Tumor-associated immune cells are also critical for the establishment of TME. As we aimed to identify proportion changes in immune subtypes of endometrial lesions compared to normal tissue, we selected all immune cells including lymphocytes and macrophages from normal, AEH, and EEC samples. Cell identity was assigned based on the expression of canonical markers genes34,35, including major populations of CD3D + T cells, CD68 + macrophages, NCAM1 + NK cells, CD1A + dendritic cells, CD79A + B cells, KIT + mast cells, and FCGR3B + neutrophils (Fig. 7a and Supplemental Fig. 7c). We find that there is no significant change in the percentages of these major subtypes to the total immune cells at different pathological stages (Fig. 7b and Supplemental Fig. 7d).

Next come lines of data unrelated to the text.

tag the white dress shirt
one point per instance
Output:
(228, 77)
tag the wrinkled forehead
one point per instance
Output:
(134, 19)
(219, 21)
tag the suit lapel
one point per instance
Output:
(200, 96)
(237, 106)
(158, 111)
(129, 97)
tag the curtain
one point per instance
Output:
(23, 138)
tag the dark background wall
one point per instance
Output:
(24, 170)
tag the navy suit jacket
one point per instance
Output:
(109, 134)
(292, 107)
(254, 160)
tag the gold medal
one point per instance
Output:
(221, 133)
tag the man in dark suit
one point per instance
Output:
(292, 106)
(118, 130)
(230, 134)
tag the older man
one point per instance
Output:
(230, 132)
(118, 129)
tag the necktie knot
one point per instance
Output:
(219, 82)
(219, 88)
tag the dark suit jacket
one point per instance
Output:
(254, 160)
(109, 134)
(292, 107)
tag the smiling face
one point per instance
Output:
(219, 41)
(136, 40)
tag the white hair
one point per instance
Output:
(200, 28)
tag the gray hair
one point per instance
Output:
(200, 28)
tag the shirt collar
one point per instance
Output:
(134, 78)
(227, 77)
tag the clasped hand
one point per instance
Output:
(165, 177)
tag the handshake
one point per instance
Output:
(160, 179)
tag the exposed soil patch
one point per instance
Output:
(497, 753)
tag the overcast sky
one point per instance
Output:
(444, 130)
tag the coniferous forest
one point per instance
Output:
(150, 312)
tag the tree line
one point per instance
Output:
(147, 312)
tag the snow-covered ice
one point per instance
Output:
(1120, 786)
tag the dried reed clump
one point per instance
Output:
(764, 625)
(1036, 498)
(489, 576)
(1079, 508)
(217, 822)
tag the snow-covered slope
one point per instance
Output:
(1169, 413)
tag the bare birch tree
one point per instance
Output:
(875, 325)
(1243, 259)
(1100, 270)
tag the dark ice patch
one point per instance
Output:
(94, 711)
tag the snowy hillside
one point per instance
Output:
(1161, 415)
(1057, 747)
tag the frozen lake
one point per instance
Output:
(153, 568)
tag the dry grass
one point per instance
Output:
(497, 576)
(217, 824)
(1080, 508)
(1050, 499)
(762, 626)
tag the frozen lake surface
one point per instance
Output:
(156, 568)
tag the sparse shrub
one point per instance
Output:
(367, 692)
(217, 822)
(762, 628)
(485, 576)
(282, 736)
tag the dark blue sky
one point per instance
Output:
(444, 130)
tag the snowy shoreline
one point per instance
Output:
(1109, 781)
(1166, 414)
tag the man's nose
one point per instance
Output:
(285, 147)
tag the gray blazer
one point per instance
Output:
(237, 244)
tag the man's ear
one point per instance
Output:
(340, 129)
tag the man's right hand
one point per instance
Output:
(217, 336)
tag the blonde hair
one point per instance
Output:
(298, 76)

Fig. 7: Disruption of immune environment from normal to EEC.
figure 7

a t-SNE plot of different cell types of immune cells from normal, AEH and EEC. b The proportion of different immune cell types at different stages of endometrial pathology. Data are mean ± SEM based on five independent biological replicates. P-value was analyzed by comparing with AEH or EEC versus normal group and there was no significance (t test for each group, two-sided, and p-values are denoted above). c t-SNE plot showing macrophage subtypes. d The expression of the signature gene of different macrophage subtypes. e The proportion of different subtypes in macrophage at different stages of endometrial pathology. Data are mean ± SEM based on five independent biological replicates. P-value was analyzed by comparing with AEH or EEC versus normal group and there was no significance (t test for each group, two-sided, and p-values are denoted above). f GO enrichment analysis of differential genes in each macrophage subtype. P-values are analyzed by Fisher’s exact test, one-sided. g t-SNE plot showing T lymphocyte subtypes. h The expression of signature genes of T lymphocyte subtypes. i The proportion of different T lymphocytes subtypes at different stages of endometrial pathology. Data are mean ± SEM based on five independent biological replicates. P-value was analyzed by comparing with AEH or EEC versus normal group (t test for each group, two-sided, and p-values are denoted above). Source data are provided as a Source Data file.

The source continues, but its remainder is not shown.